Every meal time is, quite frankly, a splatterfest. It comes with the territory of baby-led weaning. You join us as W arrives home. I am on my hands and knees, wiping away a mixture of drool and toast from the highchair. Perhaps I should call it 'doast'.*

W: Did he eat much?
Me: Pretty good - three pieces of cheese on toast and at least two more have been sucked to within an inch of their lives.
W: And a few more on the floor.
Me: There were more...
W: But...
Me: I ate them.

W smiles

Me: (defensively) It was clean and... they were only there a short time - I followed the five-second rule.**
W: Heh!
Me: Well, some get thrown down before he's touched them.
W: Fair enough.
Me: And I don't eat them if they've been sucked.
W: You might do one day.

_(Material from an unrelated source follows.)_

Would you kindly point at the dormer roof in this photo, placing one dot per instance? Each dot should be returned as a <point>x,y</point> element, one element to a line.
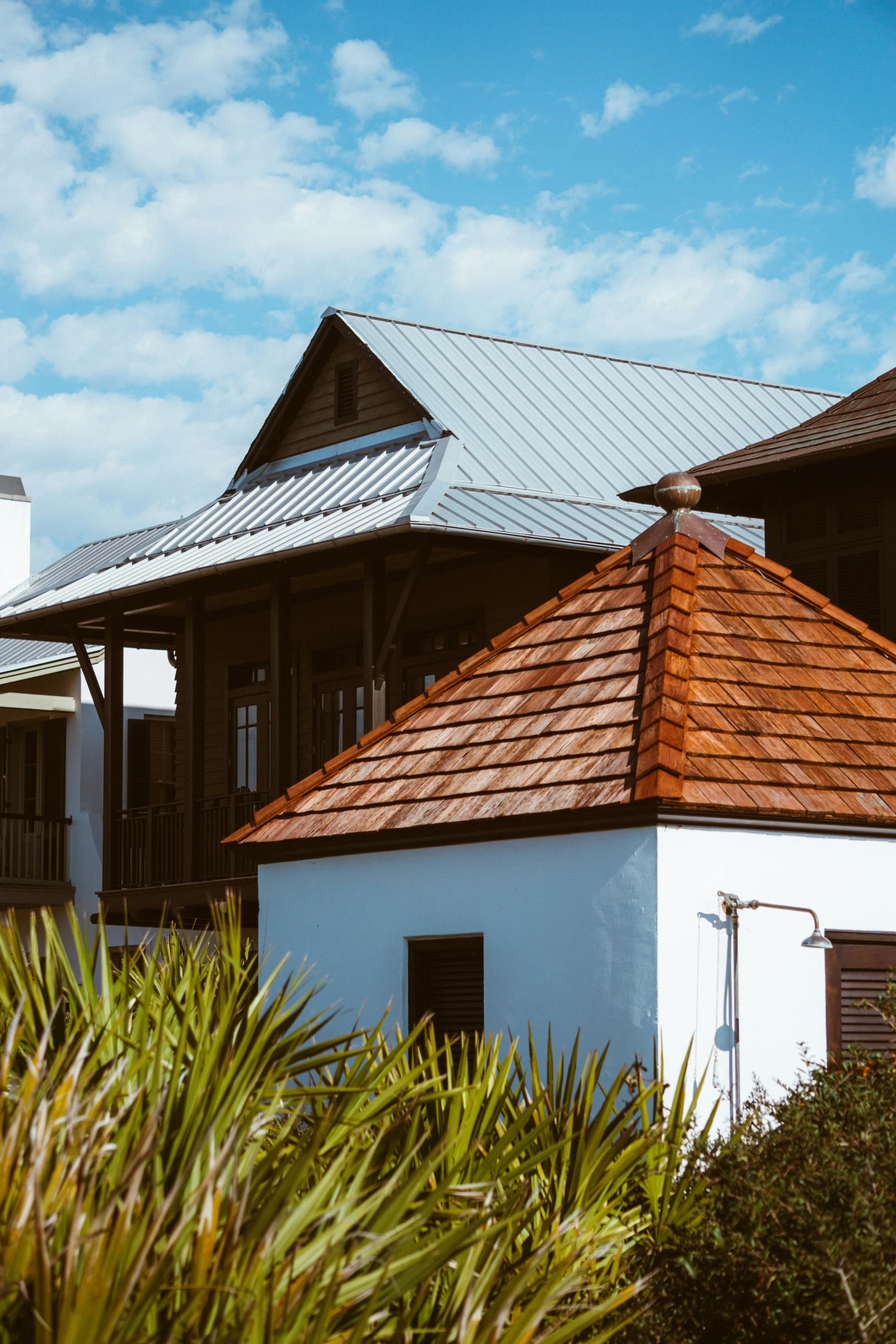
<point>473,437</point>
<point>699,677</point>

Friends tell me it's a true sign of parenthood.
Me: Oh, how our standards change.
W: You'll be eating the sucked bits in no time.
Me: And then I suppose I'll only be ruling out the regurgitated bits.
W: Even then...
Me: No! No way.

You have to draw a line somewhere. 

Notes  
*Perhaps I shouldn't.
** For more on this 'rule' see the New York Times, Wikipedia and Mythbusters. Granny and Nanny should not read these links; here are some fluffy kittens instead.